Первый раз увидел врага – хвостов не имел,- и, подобно нам радостно окатывал себя водой свое тело и пел веселые песни. Потом то же самое мы – по-козлиному спускались в реку поплескаться под их пристальным взглядом. Когда время купания заканчивалось, начинали стрелять друг в друга. Иногда по ночам смотрел на луну и думал: «Или я, заколдованный луной, вижу все это таком свете, или все это действтельно шутка, когда природа аплодирует, ведь все реки мира впадают друг в друга: от Иордана же улыбка пришла, соединилась с этой рекой...»

Днем играл с песком, а по ночам ложился и, взяв луну в руки, пытался чут-чуть ее сжать, чтоб услышать ее вскрик. Осенью под моими ногами шуршали листья и, подобно сиротам, смотрели вверх, на свои ветки...

Может, действительно поэтом был, но внутри просыпались непонятные чувства: из дерева строгал колыбель. Особенно во время бомбежек хаотичные голоса поднимались во мне, плач и рыдания детей, как будто целое племя собралось в моей душе, от страха на стелну лезли, колыбели скрипели.

А в снах на всех падал потускневший лунный свет, двер-окна были настеж раскрыты, и я видел сверкающие крупицы света. Мать моя бегала – то дверь закроет, то окна прикроет, задернет занавеску, которая сразу же рвется, и луна снова падает на колыбель...

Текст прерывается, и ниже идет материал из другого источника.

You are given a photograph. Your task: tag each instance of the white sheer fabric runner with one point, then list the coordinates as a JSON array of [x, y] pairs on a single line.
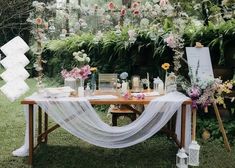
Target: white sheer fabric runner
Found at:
[[77, 116]]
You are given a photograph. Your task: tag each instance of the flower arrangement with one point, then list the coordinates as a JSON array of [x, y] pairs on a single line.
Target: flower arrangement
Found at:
[[81, 59], [207, 91], [77, 73], [123, 75]]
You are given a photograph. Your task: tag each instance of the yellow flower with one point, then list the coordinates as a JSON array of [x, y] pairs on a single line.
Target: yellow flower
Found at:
[[166, 66], [93, 69]]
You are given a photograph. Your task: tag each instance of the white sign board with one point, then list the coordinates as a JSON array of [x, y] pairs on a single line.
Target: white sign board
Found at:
[[199, 60]]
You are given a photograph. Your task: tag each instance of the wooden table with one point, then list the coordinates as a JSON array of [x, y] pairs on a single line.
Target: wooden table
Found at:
[[42, 134]]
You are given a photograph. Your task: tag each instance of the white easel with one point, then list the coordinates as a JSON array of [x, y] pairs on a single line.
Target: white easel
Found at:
[[194, 113]]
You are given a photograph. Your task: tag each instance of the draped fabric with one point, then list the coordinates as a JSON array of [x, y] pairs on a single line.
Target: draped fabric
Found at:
[[77, 116]]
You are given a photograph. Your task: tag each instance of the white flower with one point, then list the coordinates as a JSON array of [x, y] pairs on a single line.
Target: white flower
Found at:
[[132, 35], [144, 22]]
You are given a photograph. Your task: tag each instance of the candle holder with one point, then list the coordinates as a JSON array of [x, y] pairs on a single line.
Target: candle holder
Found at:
[[136, 85]]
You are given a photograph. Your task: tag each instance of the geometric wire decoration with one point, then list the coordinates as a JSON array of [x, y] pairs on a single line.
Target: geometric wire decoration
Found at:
[[14, 64]]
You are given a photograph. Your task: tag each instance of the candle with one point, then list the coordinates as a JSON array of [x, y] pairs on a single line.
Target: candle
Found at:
[[81, 91], [148, 80], [124, 87], [136, 81]]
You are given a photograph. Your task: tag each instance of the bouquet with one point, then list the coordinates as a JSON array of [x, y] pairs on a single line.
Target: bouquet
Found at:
[[205, 92]]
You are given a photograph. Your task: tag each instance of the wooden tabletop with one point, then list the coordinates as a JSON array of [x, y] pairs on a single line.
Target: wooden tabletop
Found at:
[[119, 100]]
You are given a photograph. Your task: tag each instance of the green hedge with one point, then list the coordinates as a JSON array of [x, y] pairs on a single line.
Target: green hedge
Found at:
[[114, 54]]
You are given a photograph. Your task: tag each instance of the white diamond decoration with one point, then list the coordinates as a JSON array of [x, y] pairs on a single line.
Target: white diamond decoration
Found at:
[[14, 64]]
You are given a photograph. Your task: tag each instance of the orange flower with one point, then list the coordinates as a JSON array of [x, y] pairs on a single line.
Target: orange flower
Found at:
[[165, 66], [38, 21], [111, 6], [135, 5]]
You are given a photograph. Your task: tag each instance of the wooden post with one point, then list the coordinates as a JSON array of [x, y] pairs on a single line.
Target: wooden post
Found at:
[[45, 125], [221, 126], [31, 136], [39, 123], [183, 125], [194, 114]]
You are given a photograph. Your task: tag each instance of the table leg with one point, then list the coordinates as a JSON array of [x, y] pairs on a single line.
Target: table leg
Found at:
[[45, 125], [31, 136], [183, 124]]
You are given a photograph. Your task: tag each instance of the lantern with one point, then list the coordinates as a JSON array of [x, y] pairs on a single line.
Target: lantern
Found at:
[[181, 159], [194, 153]]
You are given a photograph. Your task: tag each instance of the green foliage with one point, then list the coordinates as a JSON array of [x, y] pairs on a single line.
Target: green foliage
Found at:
[[214, 36], [113, 52], [211, 124]]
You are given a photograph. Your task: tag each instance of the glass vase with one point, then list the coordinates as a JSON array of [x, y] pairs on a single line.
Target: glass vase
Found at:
[[81, 92]]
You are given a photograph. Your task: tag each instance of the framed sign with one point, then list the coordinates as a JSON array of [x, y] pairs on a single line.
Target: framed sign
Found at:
[[199, 60]]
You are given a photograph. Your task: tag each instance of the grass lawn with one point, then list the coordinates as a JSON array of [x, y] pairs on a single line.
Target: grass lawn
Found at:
[[66, 151]]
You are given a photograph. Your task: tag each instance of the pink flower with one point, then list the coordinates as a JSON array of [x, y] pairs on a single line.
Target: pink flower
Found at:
[[194, 92], [85, 71], [135, 5], [136, 12], [123, 12], [170, 40], [163, 2], [38, 21], [111, 6], [65, 74], [77, 73]]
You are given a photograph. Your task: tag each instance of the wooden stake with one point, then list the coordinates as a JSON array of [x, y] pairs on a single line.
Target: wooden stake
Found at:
[[221, 127]]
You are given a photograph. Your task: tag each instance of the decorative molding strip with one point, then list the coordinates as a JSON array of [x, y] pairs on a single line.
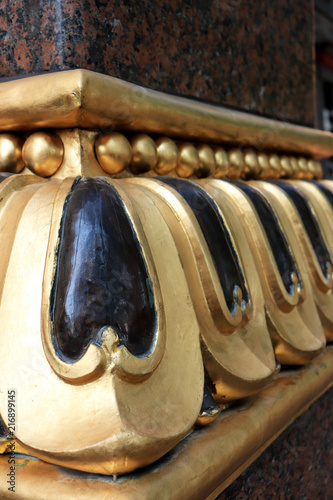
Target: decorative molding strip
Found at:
[[80, 152], [89, 100]]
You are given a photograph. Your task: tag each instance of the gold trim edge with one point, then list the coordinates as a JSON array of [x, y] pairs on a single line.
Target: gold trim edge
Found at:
[[84, 99]]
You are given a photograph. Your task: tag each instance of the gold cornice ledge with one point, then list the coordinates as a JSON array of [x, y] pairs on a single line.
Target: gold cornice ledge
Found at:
[[84, 99], [204, 463]]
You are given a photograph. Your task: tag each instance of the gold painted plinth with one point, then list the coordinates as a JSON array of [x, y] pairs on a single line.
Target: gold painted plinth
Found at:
[[203, 464]]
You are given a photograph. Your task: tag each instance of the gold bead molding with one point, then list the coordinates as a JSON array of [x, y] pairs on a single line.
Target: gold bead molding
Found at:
[[42, 153], [114, 154]]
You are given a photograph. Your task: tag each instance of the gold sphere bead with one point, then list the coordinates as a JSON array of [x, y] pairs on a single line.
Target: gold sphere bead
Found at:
[[237, 164], [113, 152], [188, 160], [286, 167], [252, 167], [264, 167], [302, 171], [167, 155], [274, 166], [11, 153], [294, 166], [222, 163], [207, 162], [43, 153], [144, 154], [315, 168]]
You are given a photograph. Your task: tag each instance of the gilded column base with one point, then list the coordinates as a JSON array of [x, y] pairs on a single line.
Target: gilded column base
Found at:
[[160, 259], [203, 464]]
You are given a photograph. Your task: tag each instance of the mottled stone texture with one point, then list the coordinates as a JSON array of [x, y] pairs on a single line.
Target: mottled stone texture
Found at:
[[298, 465], [249, 54]]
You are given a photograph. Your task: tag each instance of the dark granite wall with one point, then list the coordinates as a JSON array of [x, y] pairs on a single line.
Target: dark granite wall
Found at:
[[249, 54], [297, 466]]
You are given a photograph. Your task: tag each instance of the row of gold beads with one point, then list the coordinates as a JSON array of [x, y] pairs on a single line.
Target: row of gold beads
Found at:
[[43, 153], [141, 154]]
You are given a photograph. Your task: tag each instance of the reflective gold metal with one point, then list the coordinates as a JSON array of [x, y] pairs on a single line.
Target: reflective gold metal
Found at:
[[222, 163], [315, 169], [188, 160], [204, 463], [84, 99], [107, 379], [286, 167], [274, 166], [236, 163], [302, 171], [42, 153], [113, 152], [144, 154], [110, 411], [207, 161], [237, 351], [252, 166], [323, 295], [293, 344], [264, 171], [167, 156], [11, 153]]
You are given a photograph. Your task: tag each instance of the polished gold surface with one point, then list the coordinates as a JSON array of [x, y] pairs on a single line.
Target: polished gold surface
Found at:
[[286, 167], [237, 350], [264, 166], [107, 378], [11, 153], [144, 154], [188, 160], [207, 162], [84, 99], [167, 156], [204, 464], [293, 322], [113, 152], [87, 152], [222, 163], [252, 166], [274, 166], [42, 153], [315, 169], [236, 163]]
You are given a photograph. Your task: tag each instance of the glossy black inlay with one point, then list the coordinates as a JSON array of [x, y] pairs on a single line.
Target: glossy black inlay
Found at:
[[216, 236], [4, 175], [3, 428], [279, 245], [101, 279], [326, 192], [312, 228], [209, 405]]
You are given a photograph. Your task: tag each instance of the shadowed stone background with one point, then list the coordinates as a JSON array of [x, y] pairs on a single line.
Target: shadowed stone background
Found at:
[[298, 465], [248, 54]]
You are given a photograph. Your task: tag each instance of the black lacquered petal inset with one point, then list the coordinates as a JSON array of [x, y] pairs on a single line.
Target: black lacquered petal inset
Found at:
[[4, 175], [280, 248], [216, 235], [101, 278], [312, 228]]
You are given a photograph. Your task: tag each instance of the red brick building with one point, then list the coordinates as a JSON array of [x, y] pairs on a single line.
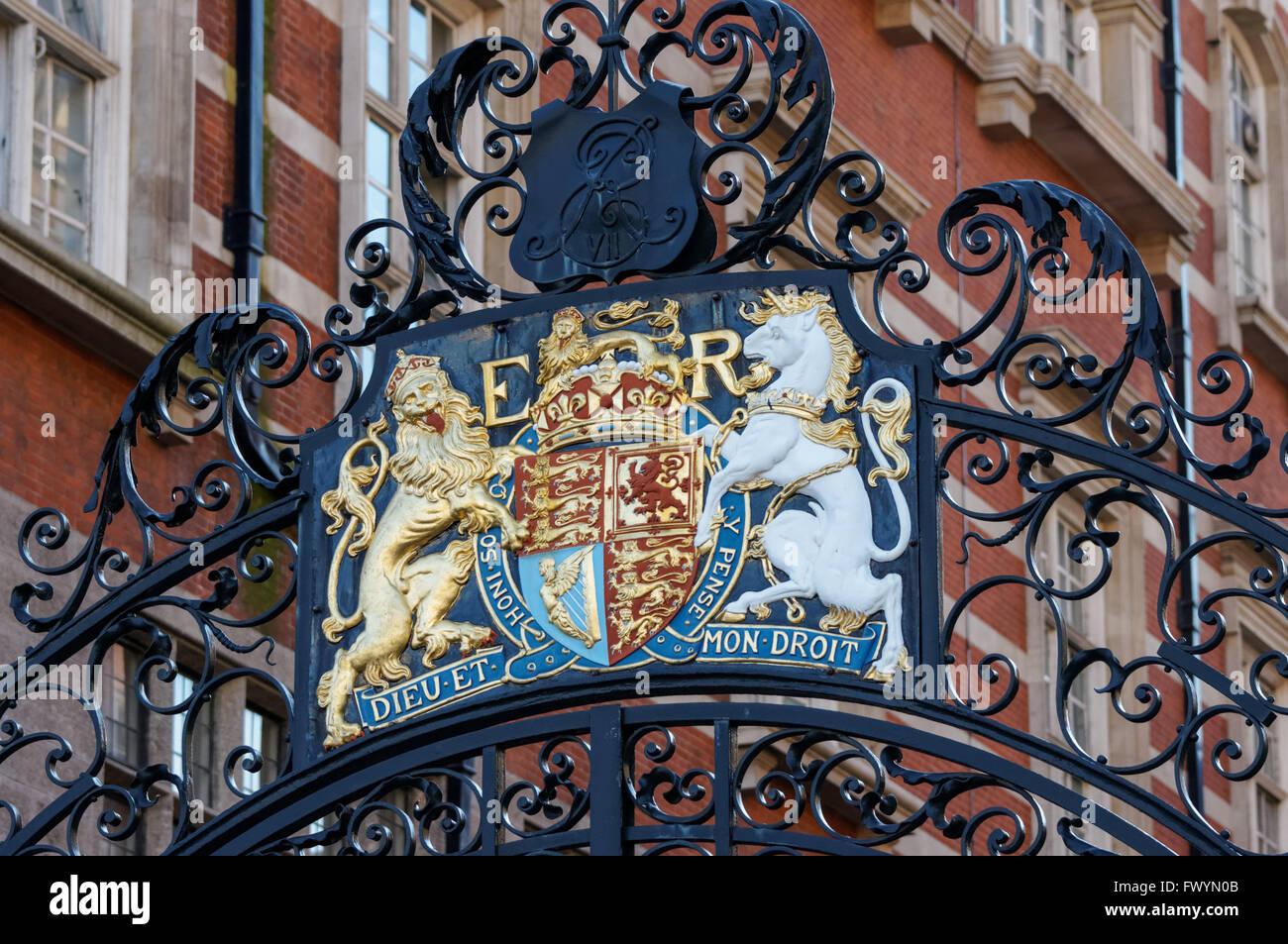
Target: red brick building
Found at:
[[117, 159]]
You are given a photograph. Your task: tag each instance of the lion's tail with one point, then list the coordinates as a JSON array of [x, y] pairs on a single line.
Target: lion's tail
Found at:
[[325, 687], [349, 500]]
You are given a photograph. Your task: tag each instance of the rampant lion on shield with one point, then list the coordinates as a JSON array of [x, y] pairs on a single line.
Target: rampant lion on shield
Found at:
[[442, 465]]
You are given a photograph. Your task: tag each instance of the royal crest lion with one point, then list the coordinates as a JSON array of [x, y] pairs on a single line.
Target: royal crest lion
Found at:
[[442, 465], [568, 347]]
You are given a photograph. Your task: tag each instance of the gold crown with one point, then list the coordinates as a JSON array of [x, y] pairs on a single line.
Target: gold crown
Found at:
[[608, 402], [410, 368]]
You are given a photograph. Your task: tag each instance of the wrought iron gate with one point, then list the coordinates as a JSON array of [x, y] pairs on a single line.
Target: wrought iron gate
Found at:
[[528, 768]]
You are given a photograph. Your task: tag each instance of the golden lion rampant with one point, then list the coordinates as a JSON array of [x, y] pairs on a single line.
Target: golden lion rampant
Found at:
[[442, 467], [568, 347]]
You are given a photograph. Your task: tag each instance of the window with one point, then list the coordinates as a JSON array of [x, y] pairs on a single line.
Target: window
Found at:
[[1037, 27], [1008, 22], [1266, 823], [404, 39], [78, 16], [60, 155], [64, 130], [403, 43], [201, 752], [263, 734], [1247, 236], [1078, 702], [123, 711], [1069, 575], [1240, 99], [1068, 39]]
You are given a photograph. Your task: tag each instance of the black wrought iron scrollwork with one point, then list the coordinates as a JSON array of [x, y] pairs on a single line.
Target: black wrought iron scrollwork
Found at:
[[743, 43]]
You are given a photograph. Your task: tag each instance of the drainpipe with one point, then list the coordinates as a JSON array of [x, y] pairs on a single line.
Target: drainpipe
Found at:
[[1183, 348], [244, 218]]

-Почему поднялся?- кричала на меня.- Они погибнут...

Солдаты, что сражались передо мной, также имели Родовое Дерево и я, подобно косому солдату, стрелял по десять-двадцать раз в целое племя. Разве не трагедия, когда солдат с окосевшими глазами, сбивает сразу десятерых, но на самом деле убивает старика-земледельца?

После боев поля стонали: кто-то мухобойкой десятерый сбивал на землю, а потом начинал веником подметать; кто-то с одной ногой, другой с одной рукой – делали маленькие прыжки, другой, перевернувшись на спину, сотрясал воздух ногами, а остальные, лежа неподвижно, постепенно уменьшались, скукоживались, оставаясь в ямах, в которые упали.

Люди умирали. Гагик, что вершина означает, Бабкен, которого младшим сыном отца назвали, Хорен, которого солнцем прозвали. Природа умирала – на нашей высоте и на высоте, что была напротив.

Один из раненных нашего отряда попросил написать письмо своей любимой, такое письмо, чтоб сердце его сжалось за него...

Написал, и, когда читал, собравшиеся ребята расчувствовались, а потом все заменили имя девушки именами своих любимых и послали домой. В отряде был один русскоязучный парень. В Москве жил, по-армянски писать не умел; перевели на русский, чтоб и он письмо послал, но не успел, погиб в одном бою, а письмо так и не нашли у него.